Essa introdução da Secretaria de Estado é profundamente irônica, pois condena justo o tipo de violações de direitos humanos por motivos políticos que os próprios EUA estão agora colocando em prática na fronteira com o México. A Secretaria de Estado está premiando os defensores de direitos humanos que estão sob ameaça em países estrangeiros e, ao mesmo tempo, condenando os que atuam em seu próprio território.

Eu acabei de regressar de uma missão de um mês ao longo da fronteira EUA-México, e vi repetidas vezes que autoridades americanas e mexicanas sobrecarregadas e não fornecendo alojamento, alimentação e serviços médicos essenciais para estes migrantes e requerentes de asilo incrivelmente vulneráveis.

E quando os governos não conseguem acomodar essas pessoas, as comunidades fronteiriças e os defensores dos direitos humanos têm se adiantado e cuidado delas. É alarmante, para dizer o mínimo, os EUA e México não só estarem deixando de proteger os migrantes vulneráveis, mas também agora atacando quem se mobilizou e está fazendo o trabalho desses governos nacionais.

Pode dar um exemplo do que os defensores dos direitos humanos vivenciaram na fronteira?

O caso de Ana Adlerstein [uma voluntária do Arizona] é um exemplo muito bom. Ela estava informando aos requerentes de asilo no lado mexicano da fronteira sobre seus direitos legais de procurar asilo nos EUA. Quando estava voltando, acompanhou um solicitante de asilo até a fronteira para garantir que passaria pelo portão de entrada. Ela não foi imediatamente junto, mas sim, após a pessoa ter sido interrogada por um certo tempo, foi até a fronteira para saber se as coisas estavam correndo bem. Foi quando o oficial encarregado disse que Adlerstein estava ajudando e incitando o tráfico de pessoas, e lhe deu voz de prisão.

Isso redundou em horas de prisão, em que ela teve seus sapatos levados embora, sofreu uma revista corporal invasiva e foi mantida por várias horas no que era essencialmente uma cela de prisão na fronteira. Após ser intimidada e assediada, quando ela disse que precisava de assistência médica por ter dor de cabeça e desidratação, eles disseram que teriam de chamar uma ambulância. Mas quando ela pediu que o fizessem, abriram a porta e a libertaram. Eles disseram que, na verdade, ela não fora presa, mas apenas sido objeto de uma "inspeção secundária”, o tempo todo. Essas "inspeções secundárias” são o que temos visto cada vez mais.

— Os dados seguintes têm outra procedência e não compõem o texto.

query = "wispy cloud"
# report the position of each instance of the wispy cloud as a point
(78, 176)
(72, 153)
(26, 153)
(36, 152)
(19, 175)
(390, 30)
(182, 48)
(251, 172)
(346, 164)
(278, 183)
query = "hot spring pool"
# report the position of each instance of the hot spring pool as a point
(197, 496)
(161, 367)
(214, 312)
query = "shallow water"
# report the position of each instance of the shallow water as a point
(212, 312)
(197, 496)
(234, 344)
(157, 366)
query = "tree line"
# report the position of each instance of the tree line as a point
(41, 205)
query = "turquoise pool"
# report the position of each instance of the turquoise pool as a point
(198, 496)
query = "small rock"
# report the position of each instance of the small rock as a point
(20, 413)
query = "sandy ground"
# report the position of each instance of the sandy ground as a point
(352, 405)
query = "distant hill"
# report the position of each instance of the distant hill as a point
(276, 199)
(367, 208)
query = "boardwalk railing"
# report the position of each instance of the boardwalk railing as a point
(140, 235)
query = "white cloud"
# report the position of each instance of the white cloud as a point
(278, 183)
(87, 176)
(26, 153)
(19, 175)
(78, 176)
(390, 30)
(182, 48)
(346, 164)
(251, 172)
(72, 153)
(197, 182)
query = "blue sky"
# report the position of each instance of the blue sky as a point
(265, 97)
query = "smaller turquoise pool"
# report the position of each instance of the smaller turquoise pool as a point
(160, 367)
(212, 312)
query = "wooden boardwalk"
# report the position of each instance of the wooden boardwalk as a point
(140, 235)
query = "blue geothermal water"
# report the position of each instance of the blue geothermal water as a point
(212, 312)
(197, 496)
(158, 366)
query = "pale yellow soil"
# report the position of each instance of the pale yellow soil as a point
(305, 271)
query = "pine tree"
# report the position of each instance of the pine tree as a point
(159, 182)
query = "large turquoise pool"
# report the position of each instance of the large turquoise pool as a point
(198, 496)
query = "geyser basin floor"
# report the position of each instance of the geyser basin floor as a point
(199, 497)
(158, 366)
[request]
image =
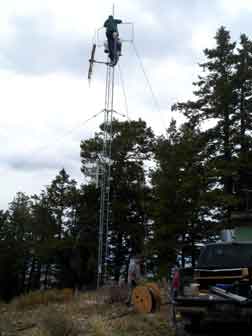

O que deve acontecer para melhorar a situação dos defensores dos direitos humanos ao longo da fronteira?

Fundamentalmente, é uma crise do Estado de direito. O Congresso deveria exercer seu importante papel de desafiar esse abuso do sistema de Justiça criminal. Eles deveriam realizar audiências públicas sobre as operações de motivação aparentemente política contra esses defensores dos direitos humanos na região da fronteira entre EUA e México. E, através dessas audiências, o Congresso deveria aumentar a supervisão dos departamentos de Segurança Interna e de Justiça, e da administração Trump em geral.

De forma mais ampla, acho que o Congresso tem um papel importante em reformar as leis criminais sobre "tráfico de pessoas" a fim de incluir uma cláusula de isenção que proíba a acusação por assistência humanitária ou outro apoio em que não haja benefício financeiro nem exploração. Os bons samaritanos não devem ser incriminados por ajudar aos outros.

Obviamente, a coisa mais imediata que precisa acontecer é tanto os departamentos de Segurança Interna e Justiça quanto a administração Trump como um todo pararem de intimidar e assediar os defensores dos direitos humanos que fornecem assistência que salva as vidas de pessoas necessitadas.